I was stoked, therefore, to learn last year during a visit to Cleveland that the age-old practice of Polka is being dance merrily by young and old alike — in the same places, on the same nights — all across the city. It happened over just a few years and, if you ask a lot of the people in the know, they’ll point to one guy: DJ Kishka.
Here is an interview with some such folks, including Mr. Kishka himself, gathered at Grassroots Grantmakers’ “On the Ground” anti-conference in Cleveland last September.
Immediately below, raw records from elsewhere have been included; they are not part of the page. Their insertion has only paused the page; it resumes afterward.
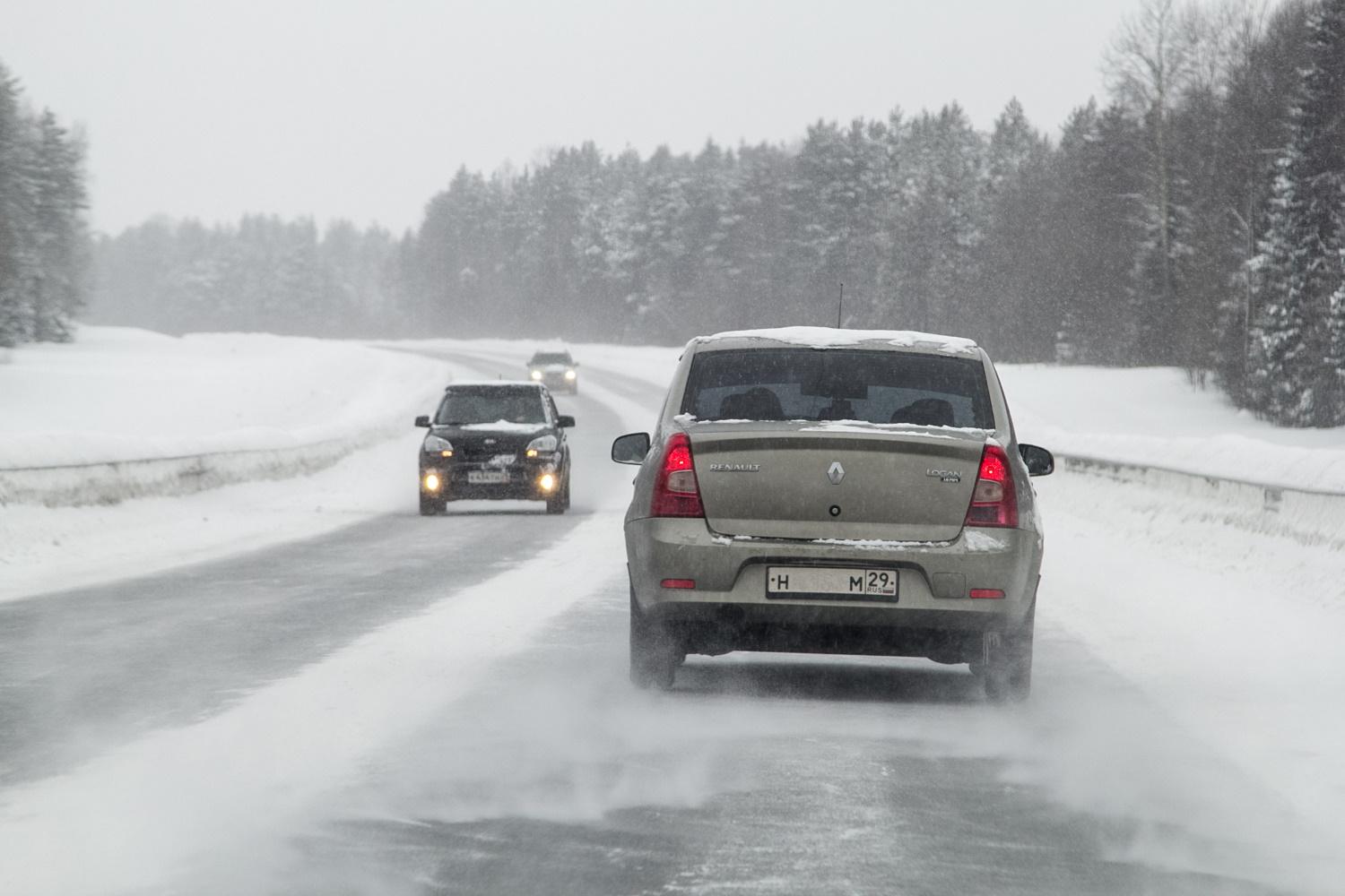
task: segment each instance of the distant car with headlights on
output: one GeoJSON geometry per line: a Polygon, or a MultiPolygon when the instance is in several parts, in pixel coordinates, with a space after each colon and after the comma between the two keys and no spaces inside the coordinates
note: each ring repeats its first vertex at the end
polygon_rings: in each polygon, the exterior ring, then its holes
{"type": "Polygon", "coordinates": [[[631,678],[689,653],[928,657],[994,700],[1032,682],[1042,528],[989,355],[967,339],[784,328],[691,340],[625,514],[631,678]]]}
{"type": "Polygon", "coordinates": [[[535,352],[527,361],[527,375],[534,383],[541,383],[551,391],[566,391],[578,395],[578,361],[568,351],[535,352]]]}
{"type": "Polygon", "coordinates": [[[570,447],[560,414],[538,383],[455,383],[432,416],[420,447],[420,510],[434,516],[449,501],[546,501],[547,513],[570,506],[570,447]]]}

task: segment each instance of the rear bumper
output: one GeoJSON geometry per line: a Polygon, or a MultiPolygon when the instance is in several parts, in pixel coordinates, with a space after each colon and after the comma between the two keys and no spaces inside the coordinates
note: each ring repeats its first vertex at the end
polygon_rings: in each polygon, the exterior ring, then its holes
{"type": "Polygon", "coordinates": [[[625,527],[640,611],[689,653],[787,650],[955,657],[986,631],[1018,627],[1036,596],[1041,537],[1024,529],[963,531],[954,541],[820,544],[728,539],[705,520],[646,519],[625,527]],[[772,566],[896,570],[897,599],[768,598],[772,566]],[[663,587],[664,579],[695,583],[663,587]],[[1002,599],[972,599],[997,588],[1002,599]]]}

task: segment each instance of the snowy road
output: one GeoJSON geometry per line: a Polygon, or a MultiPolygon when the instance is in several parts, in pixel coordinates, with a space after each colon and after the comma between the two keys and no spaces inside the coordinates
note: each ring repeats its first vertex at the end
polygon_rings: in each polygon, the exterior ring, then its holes
{"type": "MultiPolygon", "coordinates": [[[[830,657],[691,658],[674,693],[642,693],[631,472],[607,454],[662,392],[584,372],[558,399],[578,418],[565,517],[420,519],[408,492],[404,513],[305,541],[0,603],[0,892],[1336,892],[1338,834],[1314,830],[1293,775],[1256,774],[1266,740],[1200,724],[1212,705],[1243,723],[1193,684],[1224,661],[1192,647],[1194,610],[1126,638],[1123,584],[1260,587],[1229,566],[1241,535],[1220,551],[1219,520],[1192,523],[1204,556],[1165,559],[1173,533],[1130,486],[1042,481],[1026,707],[987,705],[960,666],[830,657]],[[1118,638],[1192,647],[1196,669],[1155,690],[1118,672],[1118,638]]],[[[410,480],[413,458],[386,476],[410,480]]],[[[1276,556],[1286,575],[1323,563],[1276,556]]]]}

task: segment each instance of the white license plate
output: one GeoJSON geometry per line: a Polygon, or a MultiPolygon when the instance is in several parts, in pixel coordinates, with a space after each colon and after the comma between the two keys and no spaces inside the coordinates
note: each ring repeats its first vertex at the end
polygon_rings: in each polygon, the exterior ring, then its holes
{"type": "Polygon", "coordinates": [[[768,595],[808,595],[855,598],[896,598],[896,570],[835,567],[767,567],[768,595]]]}

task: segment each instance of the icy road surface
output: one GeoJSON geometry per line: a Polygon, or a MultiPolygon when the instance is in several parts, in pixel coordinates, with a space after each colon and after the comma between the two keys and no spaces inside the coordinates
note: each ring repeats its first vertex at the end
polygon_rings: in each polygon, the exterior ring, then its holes
{"type": "Polygon", "coordinates": [[[0,603],[0,892],[1340,892],[1338,552],[1059,474],[1028,705],[834,657],[643,693],[608,446],[662,390],[584,377],[564,517],[416,516],[409,439],[359,472],[397,513],[0,603]]]}

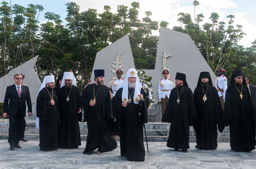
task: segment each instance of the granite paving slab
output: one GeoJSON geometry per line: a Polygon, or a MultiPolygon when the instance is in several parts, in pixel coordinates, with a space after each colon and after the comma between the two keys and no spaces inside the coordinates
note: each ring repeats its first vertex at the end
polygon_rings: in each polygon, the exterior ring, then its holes
{"type": "MultiPolygon", "coordinates": [[[[92,155],[82,152],[86,141],[76,149],[41,151],[39,141],[20,142],[21,149],[9,149],[7,140],[0,140],[0,169],[256,169],[256,150],[237,152],[229,143],[218,143],[215,150],[200,150],[189,143],[188,153],[174,151],[166,142],[149,142],[144,162],[131,162],[120,156],[120,142],[112,151],[92,155]]],[[[145,148],[146,143],[144,142],[145,148]]]]}

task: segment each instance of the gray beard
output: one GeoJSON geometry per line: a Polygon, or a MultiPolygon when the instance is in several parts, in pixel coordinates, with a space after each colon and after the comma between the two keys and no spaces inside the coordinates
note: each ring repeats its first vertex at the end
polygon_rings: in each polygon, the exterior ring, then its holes
{"type": "Polygon", "coordinates": [[[71,87],[72,86],[72,83],[69,83],[69,85],[67,86],[67,84],[65,84],[65,87],[67,88],[71,88],[71,87]]]}
{"type": "Polygon", "coordinates": [[[131,88],[132,89],[135,89],[135,84],[136,84],[135,83],[128,83],[128,88],[131,88]]]}

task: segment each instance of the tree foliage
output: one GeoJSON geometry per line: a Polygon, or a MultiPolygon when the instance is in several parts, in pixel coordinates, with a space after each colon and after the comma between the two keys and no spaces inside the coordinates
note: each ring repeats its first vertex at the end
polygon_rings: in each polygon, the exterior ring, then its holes
{"type": "MultiPolygon", "coordinates": [[[[137,2],[130,6],[118,6],[115,13],[107,5],[102,13],[90,8],[80,12],[80,6],[71,2],[66,4],[66,25],[62,25],[60,15],[49,12],[44,15],[47,22],[39,25],[43,6],[31,4],[26,7],[11,2],[2,2],[0,6],[0,77],[39,55],[35,69],[41,80],[46,75],[57,78],[60,73],[71,70],[81,90],[90,78],[96,53],[127,34],[136,69],[154,69],[159,37],[152,32],[169,25],[152,20],[150,11],[145,12],[140,19],[137,2]]],[[[255,84],[256,41],[245,49],[237,44],[246,34],[242,25],[233,25],[234,15],[227,16],[226,27],[219,21],[217,13],[211,14],[210,23],[200,26],[204,16],[195,17],[199,3],[192,3],[195,23],[189,13],[180,13],[181,26],[173,29],[189,35],[215,73],[219,68],[224,68],[229,77],[233,70],[241,69],[255,84]]]]}

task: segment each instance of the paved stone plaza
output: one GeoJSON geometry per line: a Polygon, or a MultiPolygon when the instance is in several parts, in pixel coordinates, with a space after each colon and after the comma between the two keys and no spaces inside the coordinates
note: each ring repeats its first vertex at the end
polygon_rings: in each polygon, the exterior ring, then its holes
{"type": "MultiPolygon", "coordinates": [[[[149,142],[143,162],[128,161],[120,156],[120,144],[111,152],[92,155],[83,154],[86,142],[78,149],[60,149],[49,152],[40,150],[39,141],[21,142],[21,149],[9,150],[7,140],[0,140],[1,169],[255,169],[256,150],[236,152],[229,143],[219,143],[216,150],[199,150],[190,143],[188,153],[175,151],[166,142],[149,142]]],[[[146,143],[144,143],[146,144],[146,143]]],[[[146,145],[145,144],[145,148],[146,145]]]]}

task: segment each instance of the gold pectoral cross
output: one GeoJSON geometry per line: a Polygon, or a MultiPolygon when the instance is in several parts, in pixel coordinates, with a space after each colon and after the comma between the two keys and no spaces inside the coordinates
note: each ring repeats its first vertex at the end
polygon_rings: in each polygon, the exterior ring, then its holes
{"type": "Polygon", "coordinates": [[[243,95],[242,95],[242,94],[240,94],[240,97],[241,98],[241,100],[243,100],[243,95]]]}

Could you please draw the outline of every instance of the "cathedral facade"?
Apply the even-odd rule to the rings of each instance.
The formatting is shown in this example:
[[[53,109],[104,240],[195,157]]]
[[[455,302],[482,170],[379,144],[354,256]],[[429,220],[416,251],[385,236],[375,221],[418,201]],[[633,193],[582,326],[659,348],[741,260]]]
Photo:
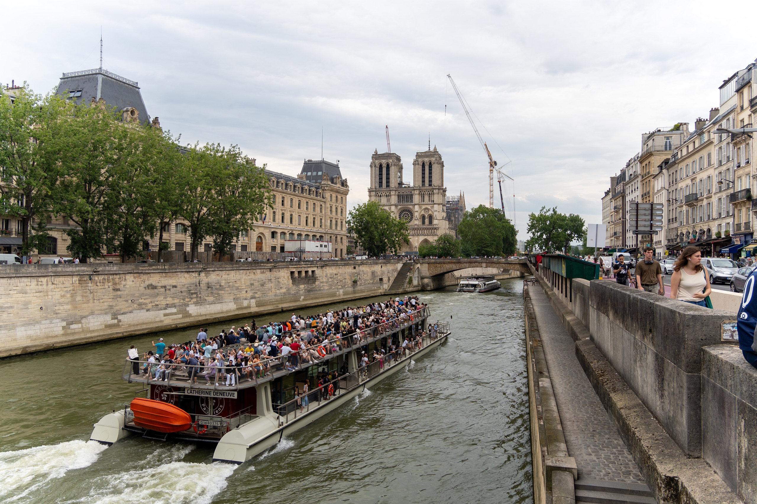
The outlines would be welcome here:
[[[373,152],[368,199],[378,202],[395,217],[407,222],[410,243],[403,246],[403,252],[416,252],[419,245],[450,233],[446,198],[444,162],[435,145],[433,150],[416,153],[412,184],[403,181],[399,155],[379,154],[378,150]]]

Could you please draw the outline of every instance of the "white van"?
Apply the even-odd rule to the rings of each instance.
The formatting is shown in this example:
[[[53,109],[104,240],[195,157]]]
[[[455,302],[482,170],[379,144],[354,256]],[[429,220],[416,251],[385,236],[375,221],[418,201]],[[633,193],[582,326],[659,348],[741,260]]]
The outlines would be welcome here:
[[[20,264],[21,258],[15,254],[0,254],[0,264]]]

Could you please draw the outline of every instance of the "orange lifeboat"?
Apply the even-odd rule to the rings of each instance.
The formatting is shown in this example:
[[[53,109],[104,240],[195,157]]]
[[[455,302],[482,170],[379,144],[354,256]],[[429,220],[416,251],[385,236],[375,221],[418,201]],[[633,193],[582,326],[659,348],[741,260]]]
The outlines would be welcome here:
[[[189,413],[173,404],[153,399],[136,397],[129,407],[134,424],[157,432],[180,432],[192,428]]]

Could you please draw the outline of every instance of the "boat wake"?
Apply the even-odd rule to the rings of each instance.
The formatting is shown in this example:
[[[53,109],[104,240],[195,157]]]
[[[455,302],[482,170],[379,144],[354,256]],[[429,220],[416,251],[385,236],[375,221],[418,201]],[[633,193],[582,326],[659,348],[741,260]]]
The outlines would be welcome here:
[[[73,441],[0,453],[0,500],[14,502],[63,478],[67,471],[92,464],[107,447],[97,441]],[[20,493],[11,496],[16,490]]]
[[[129,471],[92,480],[89,494],[76,502],[129,504],[208,504],[226,487],[233,464],[172,462],[141,471]]]
[[[289,439],[288,438],[282,438],[282,440],[276,443],[276,446],[269,448],[266,451],[260,453],[260,460],[263,460],[274,453],[278,453],[279,452],[282,452],[285,450],[289,450],[294,446],[294,441]]]

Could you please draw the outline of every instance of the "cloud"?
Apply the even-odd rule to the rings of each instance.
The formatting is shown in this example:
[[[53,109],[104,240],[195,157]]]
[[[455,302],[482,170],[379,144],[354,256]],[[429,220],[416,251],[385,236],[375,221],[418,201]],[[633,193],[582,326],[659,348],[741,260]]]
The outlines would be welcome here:
[[[5,7],[3,83],[45,91],[61,72],[96,67],[101,25],[104,66],[139,81],[148,113],[185,141],[237,144],[294,174],[320,156],[322,128],[350,206],[367,198],[387,125],[406,178],[430,133],[448,193],[488,203],[487,159],[450,73],[494,158],[512,160],[521,237],[543,205],[599,221],[609,178],[641,133],[706,115],[722,80],[755,56],[697,32],[712,17],[704,2],[55,5]]]

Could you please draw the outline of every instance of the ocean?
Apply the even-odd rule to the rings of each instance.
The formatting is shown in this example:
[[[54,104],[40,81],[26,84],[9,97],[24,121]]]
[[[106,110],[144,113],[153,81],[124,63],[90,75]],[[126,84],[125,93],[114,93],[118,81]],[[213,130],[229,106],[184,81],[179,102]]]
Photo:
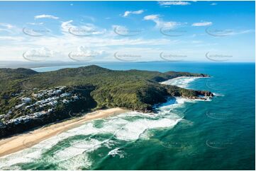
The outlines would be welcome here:
[[[100,66],[206,73],[211,77],[165,83],[210,90],[216,96],[206,101],[169,98],[155,106],[155,114],[129,112],[86,122],[1,158],[0,170],[255,170],[255,63]]]

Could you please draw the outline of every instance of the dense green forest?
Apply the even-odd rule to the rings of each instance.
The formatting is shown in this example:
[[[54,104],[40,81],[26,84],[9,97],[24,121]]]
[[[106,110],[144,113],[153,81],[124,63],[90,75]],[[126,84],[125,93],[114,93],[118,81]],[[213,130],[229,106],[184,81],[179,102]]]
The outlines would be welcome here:
[[[159,83],[178,76],[208,76],[174,71],[113,71],[96,65],[44,73],[26,69],[1,69],[1,114],[4,114],[13,106],[14,94],[56,86],[93,87],[90,95],[96,102],[97,109],[121,107],[147,111],[152,110],[152,105],[165,102],[167,96],[195,98],[199,95],[211,95],[206,91]]]

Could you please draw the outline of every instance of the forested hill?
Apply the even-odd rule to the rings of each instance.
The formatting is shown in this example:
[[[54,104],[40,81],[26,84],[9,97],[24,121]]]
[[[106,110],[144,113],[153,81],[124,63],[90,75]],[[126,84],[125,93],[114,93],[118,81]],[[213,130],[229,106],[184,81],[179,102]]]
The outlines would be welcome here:
[[[213,96],[208,91],[159,83],[178,76],[208,76],[113,71],[95,65],[44,73],[0,69],[0,138],[99,109],[120,107],[147,112],[167,97]]]
[[[201,94],[202,92],[158,83],[178,76],[208,76],[174,71],[113,71],[96,65],[44,73],[26,69],[1,69],[0,107],[8,106],[11,95],[22,90],[43,90],[57,86],[94,87],[90,94],[97,102],[98,108],[118,106],[145,110],[150,110],[155,103],[165,101],[168,95],[196,98]]]

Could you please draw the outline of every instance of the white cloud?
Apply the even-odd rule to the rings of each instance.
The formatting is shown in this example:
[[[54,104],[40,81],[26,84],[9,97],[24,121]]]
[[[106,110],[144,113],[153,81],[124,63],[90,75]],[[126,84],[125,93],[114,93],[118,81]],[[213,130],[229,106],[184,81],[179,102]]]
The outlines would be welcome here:
[[[106,33],[106,29],[100,29],[92,23],[83,23],[74,25],[73,20],[70,20],[62,23],[61,30],[63,34],[77,36],[88,36],[101,35]]]
[[[187,1],[159,1],[159,4],[160,6],[187,6],[187,5],[190,5],[191,4]]]
[[[159,15],[150,15],[144,17],[144,20],[152,20],[156,23],[157,28],[174,28],[181,23],[174,21],[164,21],[162,20]]]
[[[138,10],[138,11],[126,11],[124,13],[123,16],[123,17],[127,17],[130,14],[140,14],[140,13],[143,13],[143,12],[144,12],[143,10]]]
[[[43,23],[27,23],[27,24],[30,24],[30,25],[43,25]]]
[[[208,26],[212,24],[213,23],[211,23],[211,21],[201,21],[199,23],[194,23],[192,24],[192,26],[196,26],[196,27]]]
[[[52,15],[46,15],[46,14],[42,14],[42,15],[39,15],[39,16],[35,16],[35,19],[38,19],[38,18],[50,18],[50,19],[59,19],[58,17],[56,17],[55,16],[52,16]]]

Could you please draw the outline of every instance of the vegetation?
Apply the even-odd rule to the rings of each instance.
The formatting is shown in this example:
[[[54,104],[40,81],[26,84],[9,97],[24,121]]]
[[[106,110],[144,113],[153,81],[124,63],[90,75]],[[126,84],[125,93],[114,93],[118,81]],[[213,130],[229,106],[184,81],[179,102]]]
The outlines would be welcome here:
[[[165,102],[167,95],[196,98],[205,93],[159,83],[178,76],[208,76],[174,71],[113,71],[95,65],[45,73],[26,69],[2,69],[0,114],[6,114],[15,105],[16,93],[35,88],[68,86],[82,94],[84,90],[84,93],[90,92],[89,95],[96,102],[96,109],[121,107],[142,111],[152,110],[152,105]],[[87,91],[87,88],[91,90]]]

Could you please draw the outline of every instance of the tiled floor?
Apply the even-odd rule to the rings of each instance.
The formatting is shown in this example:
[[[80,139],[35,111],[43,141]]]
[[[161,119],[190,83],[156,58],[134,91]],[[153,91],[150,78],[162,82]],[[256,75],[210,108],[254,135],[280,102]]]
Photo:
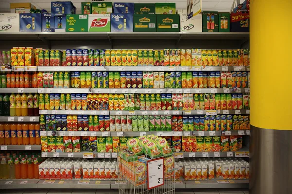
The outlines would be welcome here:
[[[9,189],[0,190],[0,194],[116,194],[117,189]],[[176,194],[248,194],[247,189],[177,189]]]

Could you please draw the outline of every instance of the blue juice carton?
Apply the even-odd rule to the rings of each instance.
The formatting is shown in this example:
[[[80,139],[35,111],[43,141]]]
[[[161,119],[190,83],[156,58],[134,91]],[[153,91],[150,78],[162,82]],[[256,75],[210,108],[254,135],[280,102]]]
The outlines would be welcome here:
[[[113,13],[115,14],[133,14],[134,3],[113,3]]]
[[[133,32],[132,14],[111,14],[110,16],[111,32]]]
[[[41,14],[20,14],[20,32],[41,32]]]
[[[46,13],[42,14],[42,32],[55,32],[55,17],[54,14]]]

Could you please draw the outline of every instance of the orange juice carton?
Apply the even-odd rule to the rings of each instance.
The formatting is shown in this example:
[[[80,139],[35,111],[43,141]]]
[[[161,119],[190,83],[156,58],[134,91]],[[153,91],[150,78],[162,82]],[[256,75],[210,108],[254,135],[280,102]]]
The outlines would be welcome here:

It came about when, on the first night of the conference, a few attendees were dancing Polka with some fully-regaled locals in the meeting hall after dinner as Polka music bounced through the air. I knew no Polka, but love to dance, and a young woman seemed to notice. She had a cute white dress on, short blond hair, a friendly face, and a sash that said “Miss Dingus 2014.” I gladly accepted her offer to teach me. I learned pretty quickly and, surprised to see such a young person dancing such an old dance, asked how this was possible. She shared about the amazing revival of this tradition in latter years there in Cleveland.
“How did this happen?” I asked.
“That guy,” Miss Dingus answered, pointing to the long-legged fellow perched happily in the corner of the room behind a card-table, donning a giant curly grey beard, old German-syle hat with his hands on the music machine. This, apparently, was DJ Kishka and he had started it all.
I wandered some more and later saw the fully-Polka-costumed other young person from earlier, a young man with a (real) beard and dancing, smart eyes. He runs a radio show that plays Polka. I asked him if it was true that this DJ Kishka fellow has been so instrumental in unleashing a whole new Polka culture across Cleveland. He not only affirmed the charges, but went on to rave about what a humble, dedicated and all-around great guy DJ Kishka is.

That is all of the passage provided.